Şimdi… İnsân kudret elinin avucunda yay gibidir ve Hak Teâlâ Hazretleri onu hizmetlerde kullanır; ve hakîkatte fâil, yay değil, Hak’dır. Yay âlet ve vâsıtadır; lâkin Hak’dan habersiz ve gâfildir; ve onun esâsı gâflettir. Görmez misin ki, bir kimseyi uykusuz bıraktıkları zaman dünyâdan bezer ve soğur ve ondan vazgeçer. İnsanın küçüklüğünden beri olan büyüyüp gelişmesi gaflet vâsıtasıyladır; yoksa gelişip büyümez idi. Şimdi o, gaflet vâsıtasıyla yapılaşıp irileştiğinden, onu gafletlerden yıkayıp pâk etmek için, Hak Teâlâ cebren ve tercihan yine zahmetleri ve mücâhedeleri musallat kılar. Ondan sonra o âleme âşinâ olmak mümkün olur. İnsanın vücûdu bir çöplük gibidir. Gübre yığını, ancak gübre yığını!… Eğer azîz ise, onda pâdişâhın mührü olduğu içindir. Âdem’in vücûdu bir buğday çuvalı gibidir. Pâdişâh “Bu buğdayı nereye götürüyorsun? Onun içinde benim ölçeğim vardır” diye seslenir. Oysa o, ölçekten gâfildir ve ölçek buğdaya batmıştır. Eğer o ölçeğe vâkıf olsa, hiç buğdaya iltifat eder mi?

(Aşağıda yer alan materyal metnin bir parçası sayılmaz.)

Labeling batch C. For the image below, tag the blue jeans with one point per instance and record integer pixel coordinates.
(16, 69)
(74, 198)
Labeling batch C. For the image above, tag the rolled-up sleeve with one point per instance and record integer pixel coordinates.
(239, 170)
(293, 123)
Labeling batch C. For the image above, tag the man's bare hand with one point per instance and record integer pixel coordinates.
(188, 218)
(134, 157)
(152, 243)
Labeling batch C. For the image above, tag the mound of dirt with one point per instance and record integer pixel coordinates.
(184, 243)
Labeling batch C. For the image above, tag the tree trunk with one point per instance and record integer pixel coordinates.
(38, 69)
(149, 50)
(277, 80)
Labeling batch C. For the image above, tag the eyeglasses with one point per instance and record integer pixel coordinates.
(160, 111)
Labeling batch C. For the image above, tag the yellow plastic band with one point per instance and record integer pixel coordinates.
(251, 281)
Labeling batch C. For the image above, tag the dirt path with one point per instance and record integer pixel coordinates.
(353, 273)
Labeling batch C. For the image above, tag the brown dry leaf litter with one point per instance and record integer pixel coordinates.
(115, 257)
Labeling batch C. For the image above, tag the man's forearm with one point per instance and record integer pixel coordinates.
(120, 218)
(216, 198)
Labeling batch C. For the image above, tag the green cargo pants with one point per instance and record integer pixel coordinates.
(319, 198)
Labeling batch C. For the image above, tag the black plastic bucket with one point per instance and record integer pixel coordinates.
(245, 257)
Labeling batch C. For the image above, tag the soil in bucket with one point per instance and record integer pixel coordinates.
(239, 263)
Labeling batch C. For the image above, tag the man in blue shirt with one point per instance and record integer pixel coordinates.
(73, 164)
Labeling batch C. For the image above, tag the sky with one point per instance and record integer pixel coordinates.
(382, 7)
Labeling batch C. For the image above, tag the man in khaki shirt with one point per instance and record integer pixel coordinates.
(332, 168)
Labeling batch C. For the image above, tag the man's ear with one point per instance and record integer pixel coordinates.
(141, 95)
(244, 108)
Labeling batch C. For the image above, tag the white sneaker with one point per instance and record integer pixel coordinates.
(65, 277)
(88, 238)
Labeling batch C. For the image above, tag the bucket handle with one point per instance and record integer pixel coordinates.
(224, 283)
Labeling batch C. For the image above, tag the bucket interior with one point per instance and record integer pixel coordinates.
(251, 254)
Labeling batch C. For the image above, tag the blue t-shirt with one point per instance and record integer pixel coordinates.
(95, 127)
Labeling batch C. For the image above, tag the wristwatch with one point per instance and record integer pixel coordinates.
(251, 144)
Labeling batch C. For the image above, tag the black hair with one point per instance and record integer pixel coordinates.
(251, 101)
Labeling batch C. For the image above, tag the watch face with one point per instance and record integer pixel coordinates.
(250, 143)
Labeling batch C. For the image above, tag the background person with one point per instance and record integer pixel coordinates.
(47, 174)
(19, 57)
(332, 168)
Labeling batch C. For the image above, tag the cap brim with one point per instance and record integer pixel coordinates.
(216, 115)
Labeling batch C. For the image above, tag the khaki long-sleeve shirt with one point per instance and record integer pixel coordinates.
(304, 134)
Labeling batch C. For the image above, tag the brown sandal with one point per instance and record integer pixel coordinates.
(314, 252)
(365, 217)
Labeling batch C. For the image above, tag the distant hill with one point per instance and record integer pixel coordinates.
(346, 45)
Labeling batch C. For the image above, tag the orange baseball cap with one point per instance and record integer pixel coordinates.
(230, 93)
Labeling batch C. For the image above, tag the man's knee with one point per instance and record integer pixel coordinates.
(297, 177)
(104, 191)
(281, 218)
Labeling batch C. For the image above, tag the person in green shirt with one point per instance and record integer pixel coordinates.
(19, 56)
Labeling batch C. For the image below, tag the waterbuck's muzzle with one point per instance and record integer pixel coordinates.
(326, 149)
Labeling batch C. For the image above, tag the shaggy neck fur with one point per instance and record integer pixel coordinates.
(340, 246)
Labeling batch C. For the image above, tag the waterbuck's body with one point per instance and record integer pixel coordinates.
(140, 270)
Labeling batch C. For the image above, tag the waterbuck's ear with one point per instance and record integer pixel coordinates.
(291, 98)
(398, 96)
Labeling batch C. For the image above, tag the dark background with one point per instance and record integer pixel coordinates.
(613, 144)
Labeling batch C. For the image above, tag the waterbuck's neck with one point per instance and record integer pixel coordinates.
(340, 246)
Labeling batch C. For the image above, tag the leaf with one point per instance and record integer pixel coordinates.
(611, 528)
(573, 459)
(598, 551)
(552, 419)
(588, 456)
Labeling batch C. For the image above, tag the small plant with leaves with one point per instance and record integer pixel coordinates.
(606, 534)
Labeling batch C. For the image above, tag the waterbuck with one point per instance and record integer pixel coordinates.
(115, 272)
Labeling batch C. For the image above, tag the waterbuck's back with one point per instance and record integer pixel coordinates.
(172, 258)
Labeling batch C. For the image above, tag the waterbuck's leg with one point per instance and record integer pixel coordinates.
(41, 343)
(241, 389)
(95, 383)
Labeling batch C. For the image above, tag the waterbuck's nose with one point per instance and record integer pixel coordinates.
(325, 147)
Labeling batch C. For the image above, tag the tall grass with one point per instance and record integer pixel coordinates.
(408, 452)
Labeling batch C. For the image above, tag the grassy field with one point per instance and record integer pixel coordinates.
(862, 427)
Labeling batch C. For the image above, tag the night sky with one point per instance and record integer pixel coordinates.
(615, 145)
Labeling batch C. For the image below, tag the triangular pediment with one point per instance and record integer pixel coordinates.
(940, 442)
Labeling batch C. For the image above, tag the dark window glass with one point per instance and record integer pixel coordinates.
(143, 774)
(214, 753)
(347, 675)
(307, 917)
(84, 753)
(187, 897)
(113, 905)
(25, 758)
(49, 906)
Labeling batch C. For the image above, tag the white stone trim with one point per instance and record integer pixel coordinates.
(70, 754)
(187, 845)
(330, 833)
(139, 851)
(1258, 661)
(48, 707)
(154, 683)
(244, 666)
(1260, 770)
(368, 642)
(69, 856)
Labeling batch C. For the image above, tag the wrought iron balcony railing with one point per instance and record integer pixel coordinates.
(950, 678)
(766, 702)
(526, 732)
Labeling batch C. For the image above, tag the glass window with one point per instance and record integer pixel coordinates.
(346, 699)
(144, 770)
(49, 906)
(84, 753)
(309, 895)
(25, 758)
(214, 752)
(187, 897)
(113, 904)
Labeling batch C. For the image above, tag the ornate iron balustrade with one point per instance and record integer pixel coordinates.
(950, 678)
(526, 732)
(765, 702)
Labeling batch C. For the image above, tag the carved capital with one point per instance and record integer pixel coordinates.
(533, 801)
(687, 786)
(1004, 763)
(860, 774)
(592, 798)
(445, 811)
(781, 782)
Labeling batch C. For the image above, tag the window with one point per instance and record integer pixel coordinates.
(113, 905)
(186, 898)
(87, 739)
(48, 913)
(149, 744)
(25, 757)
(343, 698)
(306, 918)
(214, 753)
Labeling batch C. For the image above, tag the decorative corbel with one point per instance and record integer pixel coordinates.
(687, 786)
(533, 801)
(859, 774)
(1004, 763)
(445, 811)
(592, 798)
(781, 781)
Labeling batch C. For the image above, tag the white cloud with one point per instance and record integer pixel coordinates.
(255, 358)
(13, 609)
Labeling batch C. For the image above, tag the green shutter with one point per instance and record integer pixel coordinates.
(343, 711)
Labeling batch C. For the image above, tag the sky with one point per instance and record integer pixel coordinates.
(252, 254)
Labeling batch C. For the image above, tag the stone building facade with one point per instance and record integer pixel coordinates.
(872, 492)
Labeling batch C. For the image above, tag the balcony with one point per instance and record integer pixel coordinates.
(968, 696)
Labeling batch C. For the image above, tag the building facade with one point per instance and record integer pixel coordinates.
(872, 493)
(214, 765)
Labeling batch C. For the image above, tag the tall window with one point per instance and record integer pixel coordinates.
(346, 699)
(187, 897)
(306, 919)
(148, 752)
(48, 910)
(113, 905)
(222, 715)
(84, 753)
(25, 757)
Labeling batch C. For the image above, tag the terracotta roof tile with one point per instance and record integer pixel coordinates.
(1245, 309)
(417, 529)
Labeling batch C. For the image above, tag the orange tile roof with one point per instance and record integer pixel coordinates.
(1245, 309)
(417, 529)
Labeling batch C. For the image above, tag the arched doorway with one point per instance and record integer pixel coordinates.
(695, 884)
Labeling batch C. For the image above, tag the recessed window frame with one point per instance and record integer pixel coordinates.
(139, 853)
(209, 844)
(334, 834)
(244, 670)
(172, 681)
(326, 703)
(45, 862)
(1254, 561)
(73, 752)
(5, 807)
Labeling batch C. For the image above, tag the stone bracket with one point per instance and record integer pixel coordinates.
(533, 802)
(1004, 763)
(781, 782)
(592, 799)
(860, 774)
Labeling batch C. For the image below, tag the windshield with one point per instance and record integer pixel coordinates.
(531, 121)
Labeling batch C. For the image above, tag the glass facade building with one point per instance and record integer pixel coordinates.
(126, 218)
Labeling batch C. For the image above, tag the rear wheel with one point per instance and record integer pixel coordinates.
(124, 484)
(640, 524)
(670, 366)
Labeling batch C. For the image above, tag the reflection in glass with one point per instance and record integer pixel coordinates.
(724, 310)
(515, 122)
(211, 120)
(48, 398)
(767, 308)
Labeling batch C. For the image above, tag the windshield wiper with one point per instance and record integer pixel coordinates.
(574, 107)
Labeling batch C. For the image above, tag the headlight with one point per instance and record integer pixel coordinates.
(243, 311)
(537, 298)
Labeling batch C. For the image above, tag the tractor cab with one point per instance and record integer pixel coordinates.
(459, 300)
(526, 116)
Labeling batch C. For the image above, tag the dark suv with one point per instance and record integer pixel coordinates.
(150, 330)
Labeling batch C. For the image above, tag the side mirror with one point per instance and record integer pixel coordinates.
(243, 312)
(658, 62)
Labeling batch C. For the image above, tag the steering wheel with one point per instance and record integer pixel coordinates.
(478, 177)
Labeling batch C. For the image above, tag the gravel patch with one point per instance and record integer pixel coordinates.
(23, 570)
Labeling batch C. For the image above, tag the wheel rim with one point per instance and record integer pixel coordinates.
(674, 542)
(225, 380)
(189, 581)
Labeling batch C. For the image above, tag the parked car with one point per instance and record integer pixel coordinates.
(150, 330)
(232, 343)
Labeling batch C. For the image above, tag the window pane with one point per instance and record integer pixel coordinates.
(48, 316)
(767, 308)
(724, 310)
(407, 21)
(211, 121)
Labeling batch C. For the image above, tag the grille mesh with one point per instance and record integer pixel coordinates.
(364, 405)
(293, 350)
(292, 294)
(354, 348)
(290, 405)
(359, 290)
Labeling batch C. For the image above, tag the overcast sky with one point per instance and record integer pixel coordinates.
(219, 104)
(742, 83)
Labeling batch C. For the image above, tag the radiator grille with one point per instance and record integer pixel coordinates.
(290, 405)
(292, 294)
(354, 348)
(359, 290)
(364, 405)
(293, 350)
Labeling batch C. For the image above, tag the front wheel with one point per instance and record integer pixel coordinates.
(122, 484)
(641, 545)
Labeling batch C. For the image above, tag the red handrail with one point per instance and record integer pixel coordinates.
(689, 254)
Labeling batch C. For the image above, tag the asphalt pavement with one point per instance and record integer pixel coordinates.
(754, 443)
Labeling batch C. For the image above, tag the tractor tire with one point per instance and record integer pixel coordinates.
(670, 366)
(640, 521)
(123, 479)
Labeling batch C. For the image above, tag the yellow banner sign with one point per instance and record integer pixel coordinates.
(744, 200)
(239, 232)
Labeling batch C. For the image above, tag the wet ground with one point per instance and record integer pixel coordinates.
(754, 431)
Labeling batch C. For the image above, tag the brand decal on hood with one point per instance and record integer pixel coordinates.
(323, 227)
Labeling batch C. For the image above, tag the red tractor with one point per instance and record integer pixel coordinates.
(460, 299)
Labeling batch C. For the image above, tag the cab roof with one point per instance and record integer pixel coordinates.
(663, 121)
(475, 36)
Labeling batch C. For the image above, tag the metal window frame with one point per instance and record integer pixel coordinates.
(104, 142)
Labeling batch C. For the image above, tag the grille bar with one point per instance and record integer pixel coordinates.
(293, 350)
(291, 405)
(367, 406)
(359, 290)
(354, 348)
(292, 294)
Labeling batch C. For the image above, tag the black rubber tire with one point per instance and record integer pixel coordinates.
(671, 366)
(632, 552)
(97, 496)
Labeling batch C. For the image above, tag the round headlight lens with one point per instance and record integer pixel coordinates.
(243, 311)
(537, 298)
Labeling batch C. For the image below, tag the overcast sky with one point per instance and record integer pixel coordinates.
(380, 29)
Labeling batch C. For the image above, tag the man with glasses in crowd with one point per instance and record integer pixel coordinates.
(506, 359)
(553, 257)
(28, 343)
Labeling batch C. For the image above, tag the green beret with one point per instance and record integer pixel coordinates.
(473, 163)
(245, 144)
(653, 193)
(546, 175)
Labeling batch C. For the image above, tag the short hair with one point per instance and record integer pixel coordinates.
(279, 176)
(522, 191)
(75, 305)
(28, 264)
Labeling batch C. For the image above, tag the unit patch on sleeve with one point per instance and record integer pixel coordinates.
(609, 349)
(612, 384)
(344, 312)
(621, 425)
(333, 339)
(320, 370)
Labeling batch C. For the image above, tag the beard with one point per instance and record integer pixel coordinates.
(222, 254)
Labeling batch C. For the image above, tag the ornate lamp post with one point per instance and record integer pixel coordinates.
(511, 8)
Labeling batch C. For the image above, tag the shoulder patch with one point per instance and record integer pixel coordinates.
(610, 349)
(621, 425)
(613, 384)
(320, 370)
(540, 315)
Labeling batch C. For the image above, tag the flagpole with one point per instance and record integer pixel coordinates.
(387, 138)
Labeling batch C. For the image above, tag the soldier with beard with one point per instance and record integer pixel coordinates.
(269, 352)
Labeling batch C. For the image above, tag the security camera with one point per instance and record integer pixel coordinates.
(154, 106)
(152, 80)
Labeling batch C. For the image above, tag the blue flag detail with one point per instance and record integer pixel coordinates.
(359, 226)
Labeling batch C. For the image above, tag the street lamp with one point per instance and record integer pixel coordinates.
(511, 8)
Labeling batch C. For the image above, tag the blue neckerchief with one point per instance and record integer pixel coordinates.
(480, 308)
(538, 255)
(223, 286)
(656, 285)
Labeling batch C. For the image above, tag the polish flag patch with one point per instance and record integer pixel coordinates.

Şimdi… Seni ulvî âleme çeken ve süflî âlemden soğutup umarsız yapan her bir endîşe, o ölçeğin yansıması ve ışığıdır ki, insân o sebeble o âleme meyleder; aksi olarak süflî âleme meyl ettiğinde, bu hâl, o ölçeğin örtü içinde gizlenmiş olması alâmetidir.